What encryption mode is your phone in?
Researchers at Johns Hopkins University recently initiated a detailed study on Android and Apple device encryption and you’re not going to like what they found.
Unfortunately these researchers found that both types of phones (Android and Apple) have two different encryption modes, and if your phone isn’t in the more protected mode it’s going to be much easier for others to access your protected data without your permission.
For example with Apple phones, when an iPhone is off and boots up then device is in a state Apple refers to as “complete protection”. In this mode your data is still protected because you have not authenticated your phone yet.
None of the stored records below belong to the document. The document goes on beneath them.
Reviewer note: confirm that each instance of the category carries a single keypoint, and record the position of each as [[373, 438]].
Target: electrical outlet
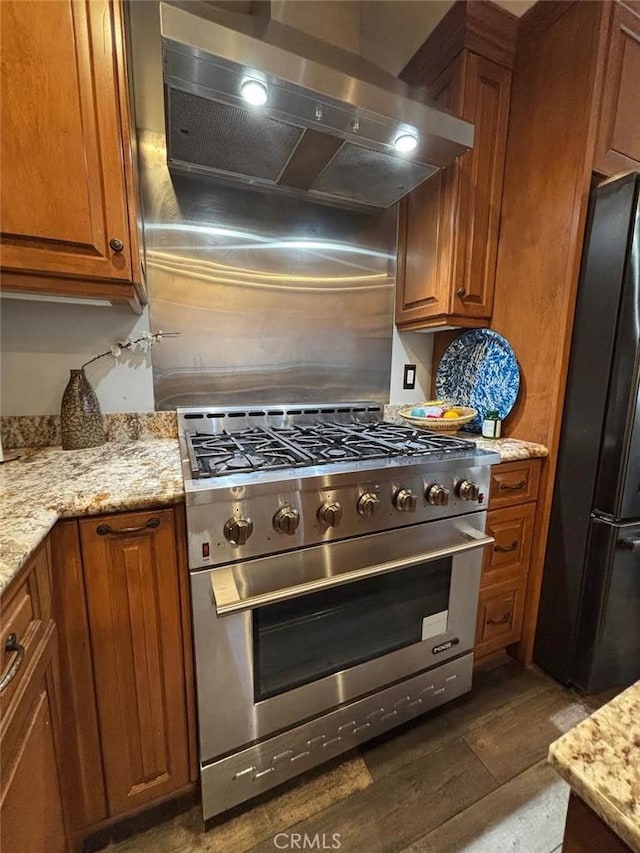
[[409, 380]]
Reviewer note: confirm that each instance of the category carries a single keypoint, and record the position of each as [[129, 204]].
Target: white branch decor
[[141, 344]]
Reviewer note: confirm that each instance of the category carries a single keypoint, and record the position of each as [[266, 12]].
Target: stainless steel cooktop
[[261, 448]]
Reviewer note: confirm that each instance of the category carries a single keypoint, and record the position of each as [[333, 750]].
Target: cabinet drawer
[[500, 613], [514, 483], [512, 528], [26, 611]]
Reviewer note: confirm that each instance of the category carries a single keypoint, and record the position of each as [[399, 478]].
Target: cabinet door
[[425, 229], [618, 142], [30, 803], [487, 93], [65, 142], [510, 555], [500, 615], [131, 576]]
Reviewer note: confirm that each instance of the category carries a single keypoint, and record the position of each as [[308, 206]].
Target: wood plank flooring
[[471, 776]]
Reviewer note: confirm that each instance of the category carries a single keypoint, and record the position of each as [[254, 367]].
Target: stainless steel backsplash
[[276, 299]]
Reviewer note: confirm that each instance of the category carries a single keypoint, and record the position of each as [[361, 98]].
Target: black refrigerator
[[588, 631]]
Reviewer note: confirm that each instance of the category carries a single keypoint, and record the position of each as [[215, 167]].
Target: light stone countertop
[[600, 759], [49, 483]]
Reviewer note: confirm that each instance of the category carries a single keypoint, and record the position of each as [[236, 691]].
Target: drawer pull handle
[[501, 621], [504, 549], [11, 644], [505, 487], [107, 530]]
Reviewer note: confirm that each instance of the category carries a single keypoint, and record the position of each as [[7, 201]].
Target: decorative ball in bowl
[[438, 415]]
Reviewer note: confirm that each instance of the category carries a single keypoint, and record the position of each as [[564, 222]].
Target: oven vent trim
[[239, 417]]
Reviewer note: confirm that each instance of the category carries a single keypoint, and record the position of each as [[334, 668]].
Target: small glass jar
[[491, 424]]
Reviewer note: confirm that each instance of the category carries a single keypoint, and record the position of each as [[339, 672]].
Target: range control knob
[[468, 491], [238, 530], [286, 520], [368, 504], [405, 500], [330, 514], [437, 495]]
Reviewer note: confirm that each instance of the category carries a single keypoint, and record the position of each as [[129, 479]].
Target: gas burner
[[259, 448]]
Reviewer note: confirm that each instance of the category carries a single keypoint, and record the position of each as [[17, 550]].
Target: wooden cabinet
[[510, 520], [514, 483], [512, 529], [68, 197], [31, 812], [448, 227], [500, 613], [574, 111], [135, 622], [618, 141]]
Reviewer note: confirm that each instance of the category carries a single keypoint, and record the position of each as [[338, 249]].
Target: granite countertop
[[510, 449], [49, 483], [600, 759]]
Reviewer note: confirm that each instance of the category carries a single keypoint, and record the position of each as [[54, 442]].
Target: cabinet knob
[[107, 530]]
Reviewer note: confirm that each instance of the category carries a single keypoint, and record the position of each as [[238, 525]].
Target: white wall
[[336, 21], [392, 30], [42, 341]]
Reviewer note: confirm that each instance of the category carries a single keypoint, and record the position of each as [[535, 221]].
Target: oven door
[[282, 639]]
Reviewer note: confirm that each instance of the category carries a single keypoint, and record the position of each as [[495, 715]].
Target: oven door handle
[[228, 599]]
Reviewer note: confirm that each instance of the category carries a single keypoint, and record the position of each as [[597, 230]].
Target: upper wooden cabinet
[[68, 197], [618, 141], [448, 227]]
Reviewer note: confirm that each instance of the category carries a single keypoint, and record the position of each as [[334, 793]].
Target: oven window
[[306, 638]]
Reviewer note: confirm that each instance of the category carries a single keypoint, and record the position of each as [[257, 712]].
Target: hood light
[[406, 142], [254, 92]]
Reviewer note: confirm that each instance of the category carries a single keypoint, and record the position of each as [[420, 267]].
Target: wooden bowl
[[446, 425]]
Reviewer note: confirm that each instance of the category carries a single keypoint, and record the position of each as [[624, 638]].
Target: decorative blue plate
[[479, 369]]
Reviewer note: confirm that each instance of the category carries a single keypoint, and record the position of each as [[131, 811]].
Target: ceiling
[[386, 32]]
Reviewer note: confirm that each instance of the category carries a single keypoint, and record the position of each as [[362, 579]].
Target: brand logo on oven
[[442, 647]]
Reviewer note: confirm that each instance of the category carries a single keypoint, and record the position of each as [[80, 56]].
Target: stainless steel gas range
[[335, 564]]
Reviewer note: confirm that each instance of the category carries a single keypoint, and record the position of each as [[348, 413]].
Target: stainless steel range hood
[[329, 125]]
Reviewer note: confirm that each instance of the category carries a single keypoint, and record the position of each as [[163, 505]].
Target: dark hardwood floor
[[470, 776]]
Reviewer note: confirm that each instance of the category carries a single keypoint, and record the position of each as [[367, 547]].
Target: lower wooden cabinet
[[503, 585], [500, 612], [121, 601], [31, 810]]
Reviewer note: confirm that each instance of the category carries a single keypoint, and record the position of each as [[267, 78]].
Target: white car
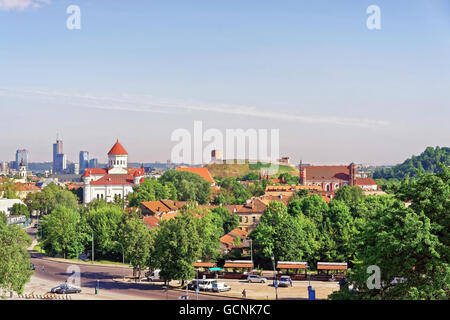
[[154, 275], [220, 287], [256, 278], [206, 284], [284, 281]]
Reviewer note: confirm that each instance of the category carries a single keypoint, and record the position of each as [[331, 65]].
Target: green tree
[[15, 269], [106, 222], [427, 162], [281, 235], [401, 243], [8, 188], [227, 220], [137, 242], [342, 229], [232, 192], [152, 190], [51, 197], [177, 246], [19, 209], [189, 186], [349, 194], [64, 232]]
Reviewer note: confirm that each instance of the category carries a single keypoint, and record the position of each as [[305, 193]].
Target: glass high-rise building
[[84, 160], [21, 155], [58, 157], [93, 163]]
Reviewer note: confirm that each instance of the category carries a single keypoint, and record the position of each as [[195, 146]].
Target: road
[[57, 271]]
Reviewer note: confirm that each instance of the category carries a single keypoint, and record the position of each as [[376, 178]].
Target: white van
[[206, 284], [220, 287], [154, 275]]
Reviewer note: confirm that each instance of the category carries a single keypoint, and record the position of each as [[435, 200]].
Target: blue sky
[[138, 70]]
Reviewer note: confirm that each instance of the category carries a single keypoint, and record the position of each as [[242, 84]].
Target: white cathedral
[[115, 181]]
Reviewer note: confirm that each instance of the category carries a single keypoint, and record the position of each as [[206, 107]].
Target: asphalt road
[[89, 274]]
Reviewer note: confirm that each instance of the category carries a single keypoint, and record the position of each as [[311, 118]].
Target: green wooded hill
[[427, 161]]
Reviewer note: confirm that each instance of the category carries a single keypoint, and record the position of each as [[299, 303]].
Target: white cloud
[[20, 5], [146, 103]]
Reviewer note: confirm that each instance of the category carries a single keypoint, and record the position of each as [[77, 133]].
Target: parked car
[[154, 275], [193, 285], [206, 284], [220, 287], [65, 289], [284, 281], [256, 278]]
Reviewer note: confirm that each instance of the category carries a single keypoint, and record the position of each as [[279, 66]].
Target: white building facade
[[116, 181]]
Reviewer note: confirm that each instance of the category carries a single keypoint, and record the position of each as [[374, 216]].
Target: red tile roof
[[331, 266], [238, 232], [156, 206], [94, 171], [201, 171], [238, 264], [26, 186], [227, 240], [115, 179], [204, 264], [117, 149], [365, 182], [151, 221], [327, 172], [291, 265]]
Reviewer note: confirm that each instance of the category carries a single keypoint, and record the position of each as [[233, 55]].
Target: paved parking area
[[263, 291]]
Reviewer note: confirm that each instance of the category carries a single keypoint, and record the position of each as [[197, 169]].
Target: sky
[[138, 70]]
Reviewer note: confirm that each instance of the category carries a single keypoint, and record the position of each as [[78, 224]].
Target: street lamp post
[[196, 287], [123, 258], [92, 244], [275, 278]]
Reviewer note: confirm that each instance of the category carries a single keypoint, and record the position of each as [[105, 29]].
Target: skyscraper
[[21, 155], [84, 160], [93, 163], [60, 163], [59, 159]]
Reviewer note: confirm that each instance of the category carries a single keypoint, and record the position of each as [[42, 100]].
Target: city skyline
[[338, 92]]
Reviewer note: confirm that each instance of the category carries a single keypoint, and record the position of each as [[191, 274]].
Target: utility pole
[[92, 244], [123, 258], [251, 250], [275, 278]]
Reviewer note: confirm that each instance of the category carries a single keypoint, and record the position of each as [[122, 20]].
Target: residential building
[[329, 178], [21, 157], [7, 204], [84, 160], [115, 181], [93, 163], [216, 156], [201, 171]]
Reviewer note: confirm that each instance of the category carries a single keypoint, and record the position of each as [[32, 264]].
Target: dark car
[[65, 289], [193, 285]]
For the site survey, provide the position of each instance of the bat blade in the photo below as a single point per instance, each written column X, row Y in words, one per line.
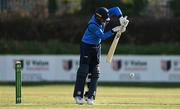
column 113, row 47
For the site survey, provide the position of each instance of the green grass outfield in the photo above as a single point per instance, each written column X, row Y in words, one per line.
column 109, row 97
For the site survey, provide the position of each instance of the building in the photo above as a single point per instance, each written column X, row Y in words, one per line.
column 159, row 8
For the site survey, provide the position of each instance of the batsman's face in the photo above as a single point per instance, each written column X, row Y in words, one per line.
column 104, row 22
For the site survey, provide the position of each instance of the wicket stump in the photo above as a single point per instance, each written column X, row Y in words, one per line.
column 18, row 81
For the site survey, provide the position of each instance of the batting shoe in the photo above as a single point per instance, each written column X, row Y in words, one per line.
column 78, row 100
column 90, row 101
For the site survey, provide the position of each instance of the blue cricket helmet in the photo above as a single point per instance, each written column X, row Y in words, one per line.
column 102, row 13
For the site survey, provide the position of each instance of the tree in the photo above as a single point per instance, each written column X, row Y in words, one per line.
column 129, row 7
column 174, row 5
column 52, row 7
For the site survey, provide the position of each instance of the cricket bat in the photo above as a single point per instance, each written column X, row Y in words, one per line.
column 113, row 47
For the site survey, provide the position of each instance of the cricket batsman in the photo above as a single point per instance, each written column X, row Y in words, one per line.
column 90, row 51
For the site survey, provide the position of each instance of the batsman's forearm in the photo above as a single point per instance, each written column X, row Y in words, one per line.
column 113, row 48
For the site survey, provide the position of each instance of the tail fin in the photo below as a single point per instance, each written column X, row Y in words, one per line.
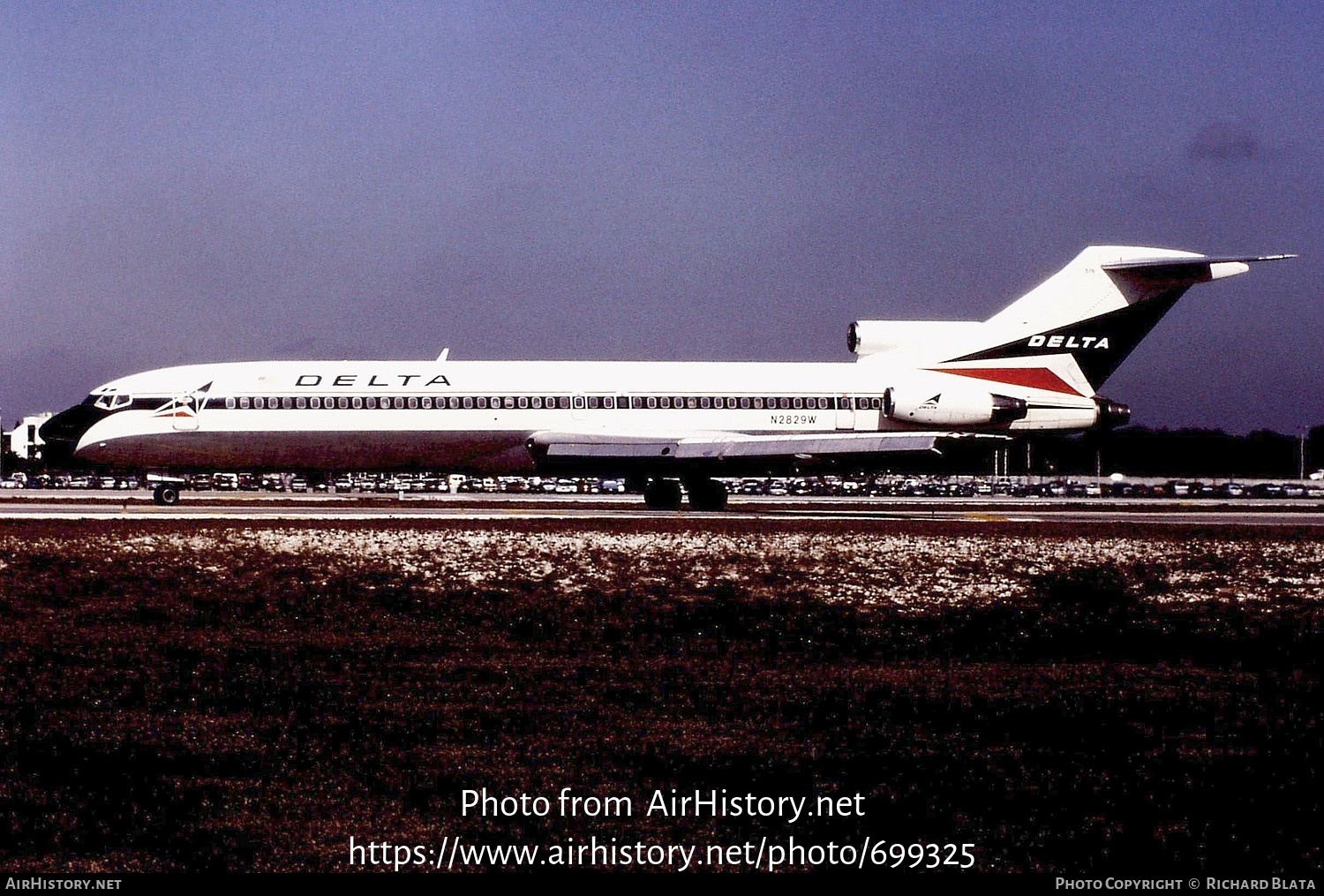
column 1099, row 307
Unfortunately though, researchers found that once you unlock your phone it changes to an “after first unlock” state. Android phones also work in a similar way.
This secondary encryption state is much easier for law enforcement or others to bypass to access your private data because your encryption keys are no longer stored deep within the operating system, but instead these keys are stored in quick access memory, even if the phone is locked.
As anyone who uses a phone knows, you keep your phone in this less protected encryption state all the time when you use it. Almost nobody keeps their phone completely off when they carry it, then boot it up to use it. Obviously if your phone is completely off you can’t receive phone calls or notifications.
For most situations if a criminal stole your phone your data would be protected, but law enforcement and governments have access to specialized tools that can allow them to access your data in this less protected state.
So what can you do? If you use an Android or Apple phone consider switching it off completely if you feel it’s about to be stolen or if you’re entering an area where your phone could be taken away. Your phone will be in a higher state of encryption where it’s less likely even the most sophisticated government tools can’t access your data.
Also consider setting a long pass phrase for Android or iOS. Many of these sophisticated tools governments use to access locked devices start by trying to guess your password. If you use a 4 or 6 digit numeric pass code it’s likely to be guessed.
You can also set your device to automatically erase if a certain number of password attempts fail, but if you do choose to use this mode and you have young children use caution (for obvious reasons).